Most known KBO binaries are resolved. That means the two binary components can be seen in images taken by telescopes, mostly by Hubble which is in space and does not suffer from atmospheric distortion of the images. You can read more about resolved binaries here.
A particularly interesting subset of the binary population are the contact binaries which are identified from their extremely variable lightcurves (∆m>0.9 mag; see Figures 1 & 2). So far, 1 contact binary has been identified in the Kuiper belt and 3 contact binaries have been found in the Trojans (Mann, Jewitt & Lacerda 2007). These discoveries suggest high intrinsic contact binaries abundances (>10%; Lacerda 2011) among both Trojans and KBOs.
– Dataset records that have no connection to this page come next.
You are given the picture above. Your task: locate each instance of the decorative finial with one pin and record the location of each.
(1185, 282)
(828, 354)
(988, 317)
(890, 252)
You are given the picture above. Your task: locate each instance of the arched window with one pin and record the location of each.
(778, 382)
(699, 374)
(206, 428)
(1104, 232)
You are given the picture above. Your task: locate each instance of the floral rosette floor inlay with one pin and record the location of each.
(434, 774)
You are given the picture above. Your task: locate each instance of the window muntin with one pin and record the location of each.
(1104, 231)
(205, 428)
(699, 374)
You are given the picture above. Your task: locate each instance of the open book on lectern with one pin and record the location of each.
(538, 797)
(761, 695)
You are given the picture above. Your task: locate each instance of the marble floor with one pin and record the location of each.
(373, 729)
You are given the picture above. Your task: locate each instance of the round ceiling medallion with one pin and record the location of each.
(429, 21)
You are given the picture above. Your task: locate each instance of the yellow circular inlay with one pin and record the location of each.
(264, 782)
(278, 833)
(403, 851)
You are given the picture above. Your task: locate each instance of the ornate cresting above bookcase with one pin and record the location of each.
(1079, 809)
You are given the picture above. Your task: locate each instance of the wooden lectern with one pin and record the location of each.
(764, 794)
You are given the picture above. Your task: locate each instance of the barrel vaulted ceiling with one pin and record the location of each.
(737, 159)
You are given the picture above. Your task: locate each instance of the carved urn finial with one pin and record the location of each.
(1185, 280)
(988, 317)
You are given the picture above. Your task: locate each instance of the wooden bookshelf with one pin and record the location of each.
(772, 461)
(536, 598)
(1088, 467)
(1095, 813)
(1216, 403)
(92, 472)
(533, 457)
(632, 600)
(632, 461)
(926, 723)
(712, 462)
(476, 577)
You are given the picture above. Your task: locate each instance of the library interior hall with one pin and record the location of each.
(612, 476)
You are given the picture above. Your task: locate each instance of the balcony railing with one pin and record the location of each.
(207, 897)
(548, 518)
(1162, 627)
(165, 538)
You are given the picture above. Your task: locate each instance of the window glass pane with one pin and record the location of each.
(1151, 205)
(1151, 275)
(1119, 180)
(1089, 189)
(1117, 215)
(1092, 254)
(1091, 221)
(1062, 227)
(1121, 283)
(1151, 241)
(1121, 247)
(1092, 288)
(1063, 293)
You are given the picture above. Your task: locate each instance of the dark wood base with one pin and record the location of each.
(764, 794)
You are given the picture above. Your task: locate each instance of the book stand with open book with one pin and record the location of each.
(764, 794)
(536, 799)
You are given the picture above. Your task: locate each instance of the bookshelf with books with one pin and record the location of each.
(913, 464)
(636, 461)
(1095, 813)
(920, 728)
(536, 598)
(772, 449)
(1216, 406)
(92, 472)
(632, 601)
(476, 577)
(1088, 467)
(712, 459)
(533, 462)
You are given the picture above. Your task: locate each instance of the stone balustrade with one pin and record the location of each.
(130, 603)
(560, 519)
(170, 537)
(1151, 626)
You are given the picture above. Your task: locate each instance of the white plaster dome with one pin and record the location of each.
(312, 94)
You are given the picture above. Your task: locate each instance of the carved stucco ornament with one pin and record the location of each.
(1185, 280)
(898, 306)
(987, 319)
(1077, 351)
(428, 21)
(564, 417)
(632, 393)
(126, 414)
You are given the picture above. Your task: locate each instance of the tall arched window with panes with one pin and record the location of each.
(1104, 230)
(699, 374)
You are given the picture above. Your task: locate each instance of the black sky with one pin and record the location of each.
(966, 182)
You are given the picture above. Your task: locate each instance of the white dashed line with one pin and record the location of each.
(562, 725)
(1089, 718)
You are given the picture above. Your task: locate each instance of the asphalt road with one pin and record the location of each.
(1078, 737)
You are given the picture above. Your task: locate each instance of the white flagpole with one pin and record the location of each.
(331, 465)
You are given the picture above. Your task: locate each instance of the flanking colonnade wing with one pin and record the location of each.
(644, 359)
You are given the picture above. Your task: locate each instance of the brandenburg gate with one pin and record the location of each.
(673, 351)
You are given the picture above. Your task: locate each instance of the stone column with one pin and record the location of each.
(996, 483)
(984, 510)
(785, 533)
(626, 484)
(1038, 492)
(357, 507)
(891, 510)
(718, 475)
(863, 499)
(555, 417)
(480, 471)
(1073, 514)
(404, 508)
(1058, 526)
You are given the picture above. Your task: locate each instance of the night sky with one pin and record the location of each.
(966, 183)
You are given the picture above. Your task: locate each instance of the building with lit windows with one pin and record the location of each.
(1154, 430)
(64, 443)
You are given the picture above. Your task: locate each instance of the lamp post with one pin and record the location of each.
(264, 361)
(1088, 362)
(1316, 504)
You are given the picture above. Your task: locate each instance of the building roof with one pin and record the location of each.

Asteroid (624) Hektor is the most famous contact binary in the solar system. Hektor is the largest known Jovian Trojan, measuring more than 350 km along its largest dimension. By far the most striking feature of Hektor is its extreme shape, first inferred from its rotational lightcurve. Depending on position along the orbit, the lightcurve range of Hektor varies between ∆m = 0.1 magnitudes and an extreme ∆m = 1.2 magnitudes (see Fig. 1). The 1.2 mag variability is indicative of a highly elongated shape with a long- to short-axis ratio a/b ≈ 3, making Hektor the most elongated object of its size.
Importance of Contact Binaries
Contact binaries are particularly useful for a number of reasons. Firstly, their abundance relative to more distant, resolved binaries will depend strongly on (and hence constrain) the collisional history of the population. Secondly, and more importantly, their bulk densities (proxy for composition) can be estimated from careful modelling of their lightcurves (Lacerda & Jewitt 2007). Densities are hard to measure remotely but are extremely important as an indicator of the bulk composition of an object. Modelling of 1 of the KBOs and 2 of the Trojan CBs mentioned above has revealed densities near 0.6 g/cm³. This surprisingly low density requires an almost pure icy composition and significant porosity. Even more surprising is that the remaining 1 KBO and 1 Trojan (Hektor) have densities in excess of 2 g/cm³ uncovering a significant compositional diversity in these populations. As more contact binaries are discovered in the future we hope to understand how the diversity relates with other properties.